With regard to the causes of spastic paraplegia, in 70% of cases the mode of transmission of the disease is autosomal dominant. 20% of families have an autosomal recessive pattern of transmission, and it is estimated that 2% of cases of spastic paraplegia are linked to the X chromosome. In 8% of cases, there is no family history, and such cases are referred to as sporadic cases.
Causes of Spastic Paraplegia
Today, more than 73 chromosomal regions are known to carry mutations responsible for spastic paraplegia. However, it is estimated that in nearly 50% of families, the genetic mutation is unknown, which justifies active genetic research into these conditions.
It is also essential to understand the biological effects of known mutations in order to open up new avenues for treatment.
At Paris Brain Institute
Researchers from the Basic to Translational Neurogenetics team led by Alexandra Durr and Giovanni Stevanin are working to identify new genes or molecular dysfunctions that cause or influence spastic paraplegia through genomic analysis of familial forms.

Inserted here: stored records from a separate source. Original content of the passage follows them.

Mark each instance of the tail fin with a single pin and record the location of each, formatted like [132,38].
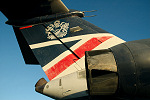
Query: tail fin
[57,41]
[52,54]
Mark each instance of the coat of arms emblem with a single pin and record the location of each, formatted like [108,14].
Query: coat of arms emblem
[60,29]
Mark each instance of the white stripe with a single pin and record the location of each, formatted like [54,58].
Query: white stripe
[68,39]
[84,38]
[81,62]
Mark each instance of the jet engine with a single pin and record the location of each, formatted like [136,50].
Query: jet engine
[122,71]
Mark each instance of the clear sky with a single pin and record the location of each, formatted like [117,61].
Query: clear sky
[127,19]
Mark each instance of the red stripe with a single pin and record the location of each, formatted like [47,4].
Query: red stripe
[25,27]
[69,59]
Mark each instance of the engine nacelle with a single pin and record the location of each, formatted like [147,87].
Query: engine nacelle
[120,71]
[67,87]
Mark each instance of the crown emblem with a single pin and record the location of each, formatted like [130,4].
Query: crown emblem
[60,29]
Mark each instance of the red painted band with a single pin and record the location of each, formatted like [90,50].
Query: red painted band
[25,27]
[63,64]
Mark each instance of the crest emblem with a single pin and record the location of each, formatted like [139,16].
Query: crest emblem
[60,29]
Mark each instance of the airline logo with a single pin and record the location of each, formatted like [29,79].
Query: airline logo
[60,29]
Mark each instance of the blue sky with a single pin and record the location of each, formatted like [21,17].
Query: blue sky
[127,19]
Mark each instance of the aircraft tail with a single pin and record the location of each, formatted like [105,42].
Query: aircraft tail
[57,41]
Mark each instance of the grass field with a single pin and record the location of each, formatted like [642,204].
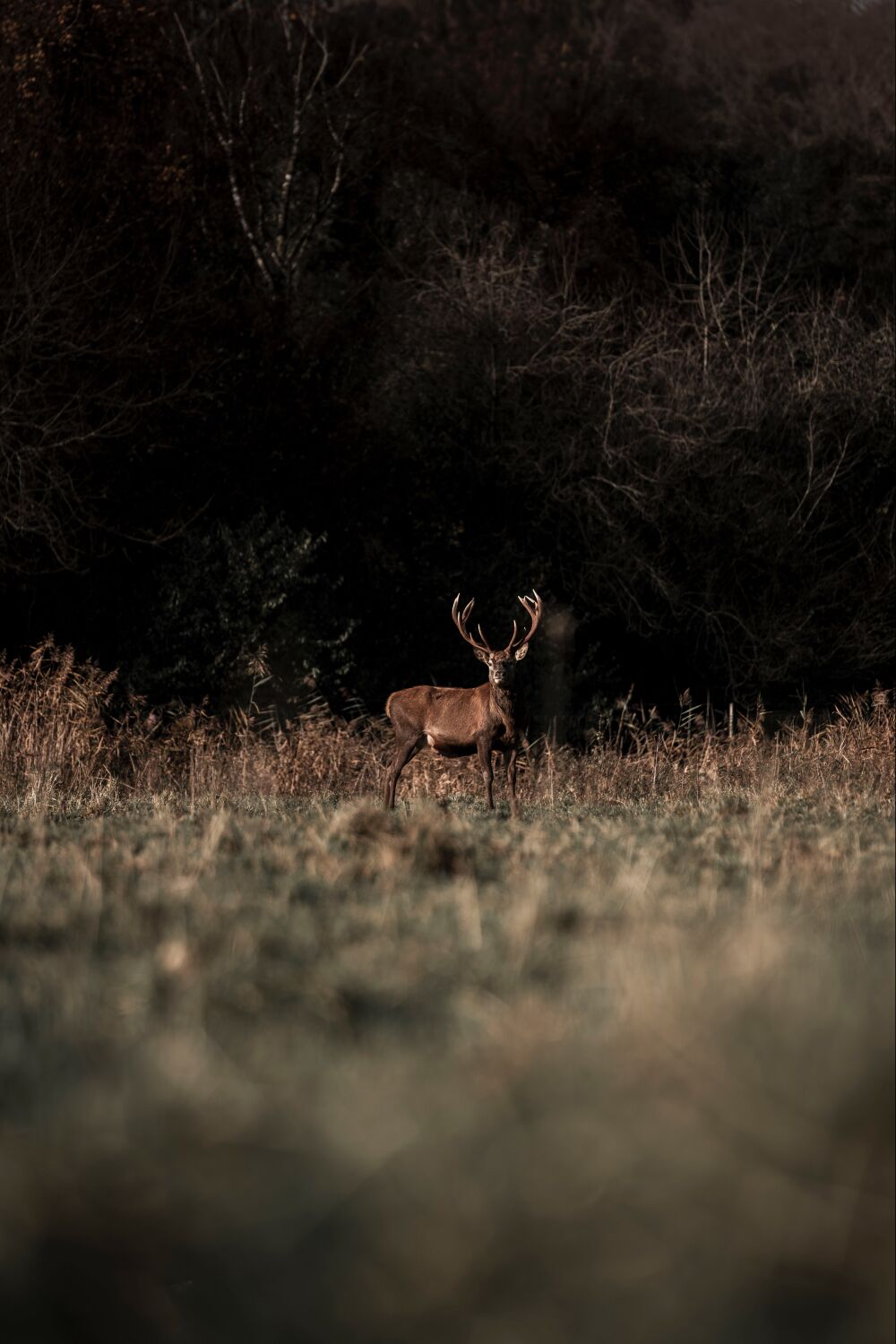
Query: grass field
[279,1066]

The study on identification of a key mechanism in hereditary spastic paraplegia type 11 conducted by Frédéric Darios and Giovanni Stevanin has highlighted the role of the accumulation of certain lipids in hereditary spastic paraplegia type 11. These results suggest that targeting this mechanism could be an interesting therapeutic approach in managing this disease.
The collaborative study on hereditary spastic paraplegia type 58, a demyelinating disease conducted by Khalid Hamid El Hachimi from Paris Brain Institute and Amandine Duchesne from INRA has found that mutations in the KIF1C gene, responsible for hereditary spastic paraplegia type 58 (SPG58/SPAX2), cause myelin loss. This discovery could lead to progress in understanding the mechanisms of hereditary spastic paraplegia type 58.
The study on hereditary spastic paraplegia: identifying the impact of each mutation, by the research team led by Giovanni Stevanin (INSERM/EPHE), highlights the effect of certain mutations in patients with this condition. This study emphasizes the need to develop tools for interpreting the biological effects of mutations in human genetics.
The study Loss of spatacsin function is accompanied by motoneuron degeneration makes the link between the degeneration of neurons, lysosomal dysfunction, and lipid metabolism. Many proteins that are encoded by genes affected in hereditary spastic paraplegia are also involved in these mechanisms in a recurring manner, so understanding them could create new opportunities for future treatment.